If you can grow it hydroponic, you can put it in the HOB. Some may do better than others. You can float your tillandsia in tank water for a half hour, and they will appreciate the fertilizer in the water (I do this with orchids too), but be sure to dry them well or they might get fungus.

Your bamboo (which I assume is dracena?) will do smashingly. Pothos works a dream. Many spathe-flowers, particularly in the arum family like dwarf calla and peace lily, will do well too. Water iris (not terrestrial tuber or bulb type) will work. Most houseplants that love water will do fine.


----------



## Kubla (Jan 5, 2014)

I'm curious what succulents you've had luck with hydroponically. I know you can have success with some type of hydroponic systems but I'm not aware of any cactus or succulent that will survive with the roots constantly wet.


----------



## Kehy (Feb 5, 2012)

This list should be a great help to you: http://www.plantedtank.net/forums/25-riparium-terrarium-vivarium/951834-riparium-plant-list.html

But you can use tons of houseplants in the aquarium, provided you only get their feet wet. 

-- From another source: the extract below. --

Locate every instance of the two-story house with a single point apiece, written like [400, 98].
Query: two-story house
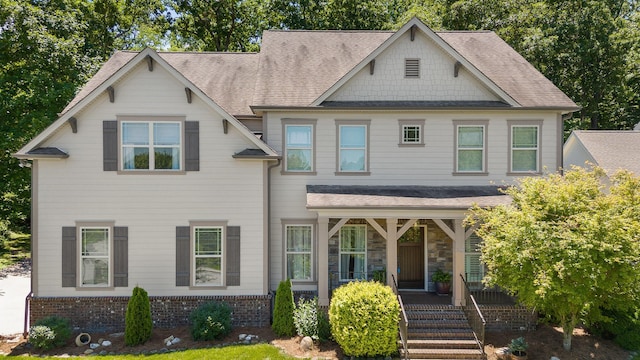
[326, 157]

Personally I've had good luck with:
Prayer plants
fuchsias
coleus
hibiscus (some)
spider plants
pothos

Basically anything that can root in water. Don't use any plant with milky sap! It's poisonous


----------



## JJ09 (Sep 11, 2014)

I wouldn't do it with any succulents- I think they will rot. Even spider plants (in my experience) prefer to dry out periodically. I use houseplants stems on the back of one of my tanks- and before used to keep them in an HOB. For me the best, fastest-growing plant is sweet potato vine. Coleus and pothos did well too. I still have pothos on the back of my 20H.


----------